Où s’en va-t-on ?

Où s’en va-t-on ?
Aujourd’hui, tout gestionnaire de parc doit se demander si la télématique doit être intégrée à son parc de véhicules.

Intégrer ou ne pas intégrer la télématique ?

La télématique a fait partie de ma vie de gestionnaire de parc pendant plus de 15 ans. Cette technologie m’a permis de vivre deux expériences intéressantes d’implantation, d’échanger avec mes collègues ainsi qu’avec de nombreuses personnes dans l’industrie, et surtout de constater l’évolution importante de cette technologie.

Aujourd’hui, tout gestionnaire de parc doit se demander si la télématique doit être intégrée à son parc de véhicules. En effet, de plus en plus, elle devient un incontournable, particulièrement en ce qui concerne la mobilité des gens, des véhicules et des marchandises, ainsi que des efforts requis pour réduire les GES.

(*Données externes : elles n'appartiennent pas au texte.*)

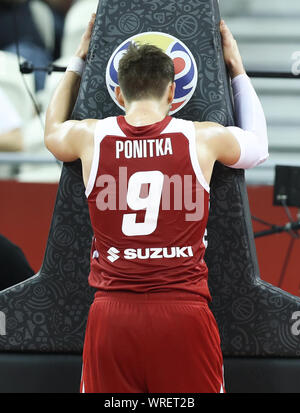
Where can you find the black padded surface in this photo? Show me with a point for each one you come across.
(60, 373)
(48, 312)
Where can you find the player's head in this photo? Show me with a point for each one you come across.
(145, 72)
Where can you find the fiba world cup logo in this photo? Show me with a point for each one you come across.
(186, 73)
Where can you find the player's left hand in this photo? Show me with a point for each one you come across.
(83, 47)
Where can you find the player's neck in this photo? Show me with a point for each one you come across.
(146, 112)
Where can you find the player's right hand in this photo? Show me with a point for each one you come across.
(83, 47)
(231, 52)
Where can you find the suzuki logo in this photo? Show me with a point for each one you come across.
(113, 254)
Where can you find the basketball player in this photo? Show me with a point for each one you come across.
(150, 328)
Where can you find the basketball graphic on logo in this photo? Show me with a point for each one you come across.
(186, 73)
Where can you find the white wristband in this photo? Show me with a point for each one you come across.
(76, 65)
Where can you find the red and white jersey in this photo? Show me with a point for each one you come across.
(148, 202)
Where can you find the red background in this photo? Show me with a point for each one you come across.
(26, 212)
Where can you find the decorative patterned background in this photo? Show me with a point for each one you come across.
(48, 312)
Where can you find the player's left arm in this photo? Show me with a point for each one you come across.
(67, 139)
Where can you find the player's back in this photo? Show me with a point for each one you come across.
(148, 203)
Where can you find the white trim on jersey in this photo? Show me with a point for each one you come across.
(104, 127)
(187, 128)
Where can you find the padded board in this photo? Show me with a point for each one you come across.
(48, 312)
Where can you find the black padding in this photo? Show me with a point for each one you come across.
(39, 373)
(48, 312)
(262, 375)
(60, 373)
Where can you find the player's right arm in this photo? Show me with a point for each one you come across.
(246, 145)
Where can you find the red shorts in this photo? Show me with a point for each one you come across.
(151, 343)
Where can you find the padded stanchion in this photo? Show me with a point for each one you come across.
(48, 312)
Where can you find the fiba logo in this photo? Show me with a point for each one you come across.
(186, 73)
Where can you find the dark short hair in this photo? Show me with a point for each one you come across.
(144, 72)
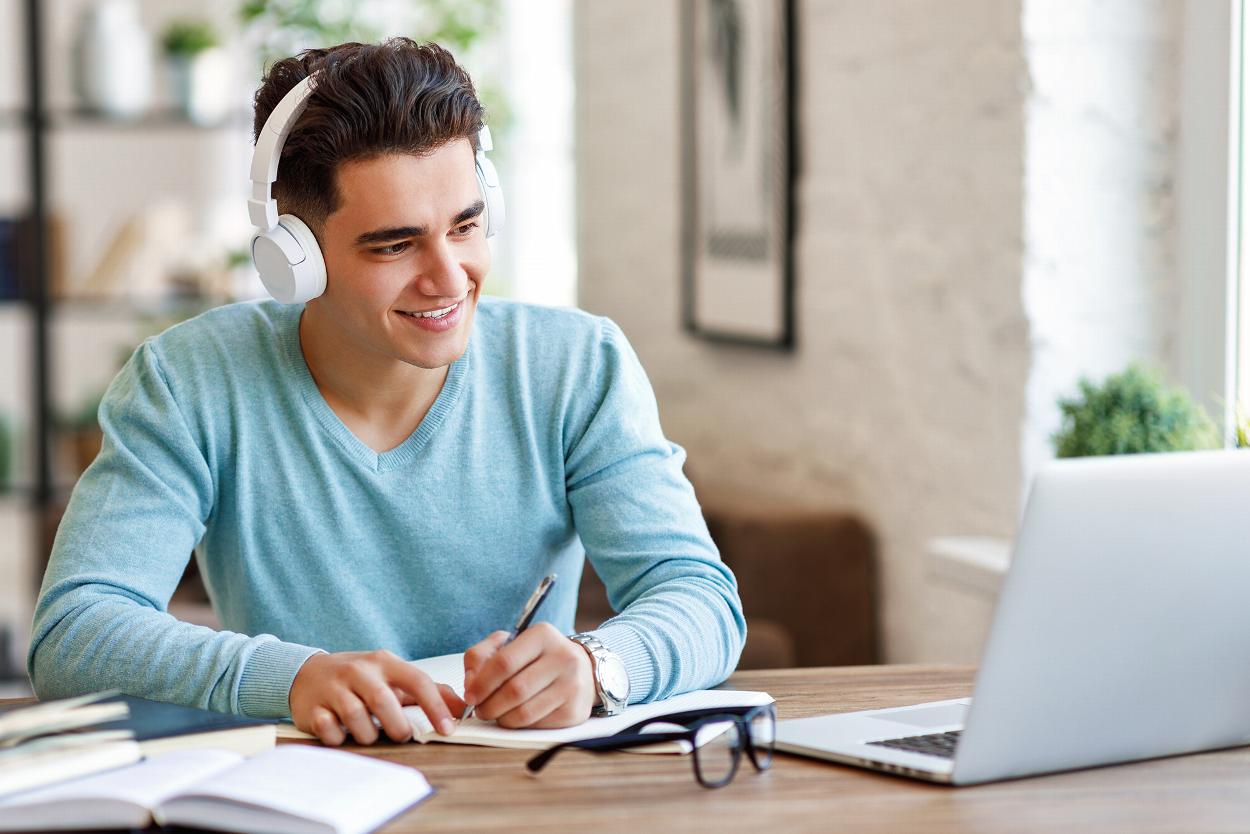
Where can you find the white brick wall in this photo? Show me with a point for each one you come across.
(931, 210)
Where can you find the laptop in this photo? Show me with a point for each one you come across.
(1121, 633)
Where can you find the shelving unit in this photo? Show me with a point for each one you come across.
(40, 498)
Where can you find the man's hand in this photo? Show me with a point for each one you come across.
(349, 688)
(541, 679)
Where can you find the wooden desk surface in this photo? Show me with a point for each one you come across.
(484, 789)
(489, 789)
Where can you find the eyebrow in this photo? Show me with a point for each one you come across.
(396, 233)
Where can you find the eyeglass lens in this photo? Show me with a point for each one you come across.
(716, 752)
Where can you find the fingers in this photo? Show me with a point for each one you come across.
(495, 663)
(455, 704)
(535, 709)
(540, 679)
(356, 717)
(339, 694)
(424, 692)
(481, 652)
(519, 689)
(325, 725)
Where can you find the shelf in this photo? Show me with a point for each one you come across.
(131, 308)
(156, 119)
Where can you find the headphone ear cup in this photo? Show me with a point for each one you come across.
(491, 194)
(289, 261)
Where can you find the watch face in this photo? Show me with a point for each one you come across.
(611, 675)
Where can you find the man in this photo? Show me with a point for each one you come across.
(386, 470)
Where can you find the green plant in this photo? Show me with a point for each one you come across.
(1131, 411)
(8, 443)
(188, 38)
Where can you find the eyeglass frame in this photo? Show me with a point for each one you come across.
(693, 719)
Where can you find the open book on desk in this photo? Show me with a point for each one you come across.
(449, 669)
(293, 789)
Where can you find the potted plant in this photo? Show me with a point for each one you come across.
(1133, 411)
(6, 453)
(199, 69)
(81, 435)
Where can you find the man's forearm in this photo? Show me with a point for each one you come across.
(86, 640)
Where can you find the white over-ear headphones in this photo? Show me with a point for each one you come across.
(284, 249)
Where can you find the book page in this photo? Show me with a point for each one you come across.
(346, 792)
(145, 784)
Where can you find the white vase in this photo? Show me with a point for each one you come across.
(201, 85)
(114, 68)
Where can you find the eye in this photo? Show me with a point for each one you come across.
(394, 249)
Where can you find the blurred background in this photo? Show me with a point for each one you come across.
(881, 260)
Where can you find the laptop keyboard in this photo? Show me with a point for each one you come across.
(940, 744)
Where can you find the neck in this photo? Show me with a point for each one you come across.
(365, 386)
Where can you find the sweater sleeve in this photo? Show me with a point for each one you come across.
(679, 624)
(101, 619)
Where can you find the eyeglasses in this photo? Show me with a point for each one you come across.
(718, 738)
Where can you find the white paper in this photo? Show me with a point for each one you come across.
(346, 792)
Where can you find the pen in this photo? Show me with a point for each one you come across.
(523, 622)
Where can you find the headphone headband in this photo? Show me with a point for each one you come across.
(263, 208)
(284, 249)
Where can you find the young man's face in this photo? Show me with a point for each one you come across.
(409, 238)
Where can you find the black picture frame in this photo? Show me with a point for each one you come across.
(738, 94)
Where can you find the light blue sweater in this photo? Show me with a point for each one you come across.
(543, 448)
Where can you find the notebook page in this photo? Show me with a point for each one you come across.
(145, 784)
(346, 792)
(445, 669)
(489, 734)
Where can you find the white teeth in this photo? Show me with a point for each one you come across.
(433, 314)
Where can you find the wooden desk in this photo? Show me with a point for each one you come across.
(489, 789)
(483, 789)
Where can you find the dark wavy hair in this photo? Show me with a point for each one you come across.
(370, 99)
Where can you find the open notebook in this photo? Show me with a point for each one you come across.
(293, 789)
(449, 669)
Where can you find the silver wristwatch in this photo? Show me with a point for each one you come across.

Préparer l’arrivée de la télématique

Il ne faut surtout pas décider un bon matin que la télématique doit être implantée dans son parc ! Une vigie doit avoir été faite au préalable quant aux différentes solutions disponibles afin de comprendre ce que les constructeurs de véhicules proposent, et pour bien connaître ses besoins, notamment ses besoins opérationnels. Nous parlons ici de la gestion des effectifs (workforce management). Si jamais la télématique devenait un enjeu immédiat, dites-vous qu’il existe des spécialistes de la question pour vous accompagner dans votre démarche.

Leçons apprises

Lors de la première implantation à laquelle j’ai participé, l’aspect le plus sensible était l’approche de l’entreprise envers le personnel qui ne respecterait pas les conditions d’utilisation du véhicule, celui-ci étant maintenant équipé d’un système permettant de vérifier la vitesse, le temps de ralenti, etc. Il fut très clair qu’une période d’adaptation serait nécessaire et que les mesures disciplinaires viendraient après une période jugée acceptable par l’ensemble des intervenants. Le secret est d’avoir un bon plan de gestion du changement vers l’introduction de cette technologie. L’implantation a permis de noter :

  • une baisse significative de la consommation de carburant ;
  • une réduction majeure des occurrences de vitesse.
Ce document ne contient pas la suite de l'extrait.